Pedro A. Moreno Sánchez
RDI Expert/ Researcher
PhD, PMP®
Seinäjoki University of Applied Sciences
School of Health Care and Social Work

References

[1] B. Farahani, F. Firouzi, V. Chang, M. Badaroglu, N. Constant, and K. Mankodiya, “Towards fog-driven IoT eHealth: Promises and challenges of IoT in medicine and healthcare,” Future Gener. Comput. Syst., vol. 78, pp. 659–676, Jan. 2018, doi: 10.1016/j.future.2017.04.036.

[2] H. Ahmadi, G. Arji, L. Shahmoradi, R. Safdari, M. Nilashi, and M. Alizadeh, “The application of internet of things in healthcare: a systematic literature review and classification,” Univers. Access Inf. Soc., vol. 18, no. 4, pp. 837–869, Nov. 2019, doi: 10.1007/s10209-018-0618-4.

[3] F. Firouzi et al., “Internet-of-Things and big data for smarter healthcare: From device to architecture, applications and analytics,” Future Gener. Comput. Syst., vol. 78, pp. 583–586, Jan. 2018, doi: 10.1016/j.future.2017.09.016.

[4] Z. Alansari, S. Soomro, M. R. Belgaum, and S. Shamshirband, “The Rise of Internet of Things (IoT) in Big Healthcare Data: Review and Open Research Issues,” in Progress in Advanced Computing and Intelligent Engineering, Singapore, 2018, pp. 675–685, doi: 10.1007/978-981-10-6875-1_66.

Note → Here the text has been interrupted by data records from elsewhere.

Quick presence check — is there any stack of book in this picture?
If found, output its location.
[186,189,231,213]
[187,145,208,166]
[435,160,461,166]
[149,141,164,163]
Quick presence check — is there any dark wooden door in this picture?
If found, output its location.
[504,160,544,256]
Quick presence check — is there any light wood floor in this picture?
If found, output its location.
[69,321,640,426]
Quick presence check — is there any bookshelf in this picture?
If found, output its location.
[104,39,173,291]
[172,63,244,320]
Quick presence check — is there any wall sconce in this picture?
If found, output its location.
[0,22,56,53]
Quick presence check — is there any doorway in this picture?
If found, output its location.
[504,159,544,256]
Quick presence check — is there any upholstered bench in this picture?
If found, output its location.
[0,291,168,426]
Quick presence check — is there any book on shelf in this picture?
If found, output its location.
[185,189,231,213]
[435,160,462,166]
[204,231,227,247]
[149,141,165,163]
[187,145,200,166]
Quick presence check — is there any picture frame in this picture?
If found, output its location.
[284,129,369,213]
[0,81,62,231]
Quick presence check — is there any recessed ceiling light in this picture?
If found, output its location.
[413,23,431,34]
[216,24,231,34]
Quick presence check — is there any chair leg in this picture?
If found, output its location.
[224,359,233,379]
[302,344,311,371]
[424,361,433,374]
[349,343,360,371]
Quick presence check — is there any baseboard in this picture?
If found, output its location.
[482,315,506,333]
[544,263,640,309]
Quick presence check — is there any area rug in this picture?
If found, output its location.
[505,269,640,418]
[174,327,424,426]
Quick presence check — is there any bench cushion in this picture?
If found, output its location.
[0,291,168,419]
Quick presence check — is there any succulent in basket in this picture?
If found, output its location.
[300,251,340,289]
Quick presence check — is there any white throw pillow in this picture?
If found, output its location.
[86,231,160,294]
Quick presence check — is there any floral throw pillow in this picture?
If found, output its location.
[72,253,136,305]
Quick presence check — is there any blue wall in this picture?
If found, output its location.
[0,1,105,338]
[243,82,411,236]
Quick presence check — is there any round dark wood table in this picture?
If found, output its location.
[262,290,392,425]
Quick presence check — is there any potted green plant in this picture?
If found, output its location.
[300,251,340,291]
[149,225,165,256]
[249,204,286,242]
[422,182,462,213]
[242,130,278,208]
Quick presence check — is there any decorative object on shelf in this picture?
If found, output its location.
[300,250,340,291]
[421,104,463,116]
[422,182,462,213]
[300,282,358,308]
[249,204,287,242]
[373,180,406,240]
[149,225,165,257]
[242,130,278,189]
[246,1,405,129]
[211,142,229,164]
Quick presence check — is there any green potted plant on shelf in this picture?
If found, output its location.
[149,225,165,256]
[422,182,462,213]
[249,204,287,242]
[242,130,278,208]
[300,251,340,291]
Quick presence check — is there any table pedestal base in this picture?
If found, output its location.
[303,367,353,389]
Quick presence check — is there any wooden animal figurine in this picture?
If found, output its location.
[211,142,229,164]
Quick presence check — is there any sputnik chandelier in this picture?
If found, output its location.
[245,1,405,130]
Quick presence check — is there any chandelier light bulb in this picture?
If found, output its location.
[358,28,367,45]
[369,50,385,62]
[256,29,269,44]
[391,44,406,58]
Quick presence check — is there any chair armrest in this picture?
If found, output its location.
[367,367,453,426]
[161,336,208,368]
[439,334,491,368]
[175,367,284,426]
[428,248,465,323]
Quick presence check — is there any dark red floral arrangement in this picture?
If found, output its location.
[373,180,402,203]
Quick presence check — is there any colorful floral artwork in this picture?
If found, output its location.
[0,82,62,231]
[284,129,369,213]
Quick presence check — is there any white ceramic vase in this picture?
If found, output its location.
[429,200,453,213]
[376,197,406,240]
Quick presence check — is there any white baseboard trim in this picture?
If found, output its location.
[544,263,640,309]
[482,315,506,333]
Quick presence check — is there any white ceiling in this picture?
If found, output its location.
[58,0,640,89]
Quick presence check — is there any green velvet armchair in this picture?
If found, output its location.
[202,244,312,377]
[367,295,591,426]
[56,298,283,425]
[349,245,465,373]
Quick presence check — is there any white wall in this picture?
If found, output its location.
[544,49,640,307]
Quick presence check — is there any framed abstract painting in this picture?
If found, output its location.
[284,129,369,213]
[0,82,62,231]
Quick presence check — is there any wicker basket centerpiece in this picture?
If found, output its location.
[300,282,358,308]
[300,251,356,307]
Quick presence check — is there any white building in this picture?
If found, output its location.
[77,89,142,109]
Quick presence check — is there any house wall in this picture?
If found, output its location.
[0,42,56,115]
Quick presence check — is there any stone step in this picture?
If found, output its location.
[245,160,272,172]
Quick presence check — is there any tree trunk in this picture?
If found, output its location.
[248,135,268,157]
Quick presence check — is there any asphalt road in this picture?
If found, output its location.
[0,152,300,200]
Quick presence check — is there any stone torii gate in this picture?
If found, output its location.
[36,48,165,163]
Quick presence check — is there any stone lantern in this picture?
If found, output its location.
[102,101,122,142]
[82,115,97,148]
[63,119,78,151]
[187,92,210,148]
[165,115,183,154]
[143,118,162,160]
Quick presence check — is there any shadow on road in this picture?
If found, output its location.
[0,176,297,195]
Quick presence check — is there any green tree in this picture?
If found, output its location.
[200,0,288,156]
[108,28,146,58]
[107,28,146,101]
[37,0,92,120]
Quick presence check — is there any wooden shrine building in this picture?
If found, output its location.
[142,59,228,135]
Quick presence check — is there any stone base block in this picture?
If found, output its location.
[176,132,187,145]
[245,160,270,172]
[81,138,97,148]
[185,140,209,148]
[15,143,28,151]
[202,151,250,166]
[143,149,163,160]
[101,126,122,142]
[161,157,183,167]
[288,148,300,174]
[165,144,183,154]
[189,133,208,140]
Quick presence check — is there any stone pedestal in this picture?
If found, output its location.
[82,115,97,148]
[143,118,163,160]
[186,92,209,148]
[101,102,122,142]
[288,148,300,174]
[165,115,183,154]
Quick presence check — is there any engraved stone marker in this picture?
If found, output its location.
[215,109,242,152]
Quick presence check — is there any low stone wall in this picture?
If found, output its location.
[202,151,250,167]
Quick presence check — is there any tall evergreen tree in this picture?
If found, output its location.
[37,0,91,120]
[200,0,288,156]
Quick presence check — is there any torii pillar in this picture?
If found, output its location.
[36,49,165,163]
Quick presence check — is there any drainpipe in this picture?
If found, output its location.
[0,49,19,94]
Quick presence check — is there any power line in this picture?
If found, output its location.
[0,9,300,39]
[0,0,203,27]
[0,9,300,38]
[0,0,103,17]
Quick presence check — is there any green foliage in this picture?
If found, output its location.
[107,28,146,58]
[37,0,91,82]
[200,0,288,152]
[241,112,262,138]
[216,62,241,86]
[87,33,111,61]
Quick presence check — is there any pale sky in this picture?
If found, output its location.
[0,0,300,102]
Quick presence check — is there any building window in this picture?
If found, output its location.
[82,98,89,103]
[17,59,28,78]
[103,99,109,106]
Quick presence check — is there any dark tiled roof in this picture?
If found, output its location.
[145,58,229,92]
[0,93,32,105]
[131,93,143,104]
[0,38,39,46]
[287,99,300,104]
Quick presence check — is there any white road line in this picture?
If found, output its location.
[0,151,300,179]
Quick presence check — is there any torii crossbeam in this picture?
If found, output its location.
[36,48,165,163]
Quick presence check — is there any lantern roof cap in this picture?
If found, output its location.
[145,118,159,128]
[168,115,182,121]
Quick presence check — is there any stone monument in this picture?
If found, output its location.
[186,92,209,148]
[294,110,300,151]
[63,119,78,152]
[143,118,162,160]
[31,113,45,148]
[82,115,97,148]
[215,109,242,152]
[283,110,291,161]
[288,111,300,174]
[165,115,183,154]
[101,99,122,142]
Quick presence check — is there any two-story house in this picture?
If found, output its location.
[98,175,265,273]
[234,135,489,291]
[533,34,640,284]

[5] A. Gatouillat, Y. Badr, B. Massot, and E. Sejdić, “Internet of Medical Things: A Review of Recent Contributions Dealing With Cyber-Physical Systems in Medicine,” IEEE Internet Things J., vol. 5, no. 5, pp. 3810–3822, Oct. 2018, doi: 10.1109/JIOT.2018.2849014.

[6] J. Qi, P. Yang, A. Waraich, Z. Deng, Y. Zhao, and Y. Yang, “Examining sensor-based physical activity recognition and monitoring for healthcare using Internet of Things: A systematic review,” J. Biomed. Inform., vol. 87, pp. 138–153, Nov. 2018, doi: 10.1016/j.jbi.2018.09.002.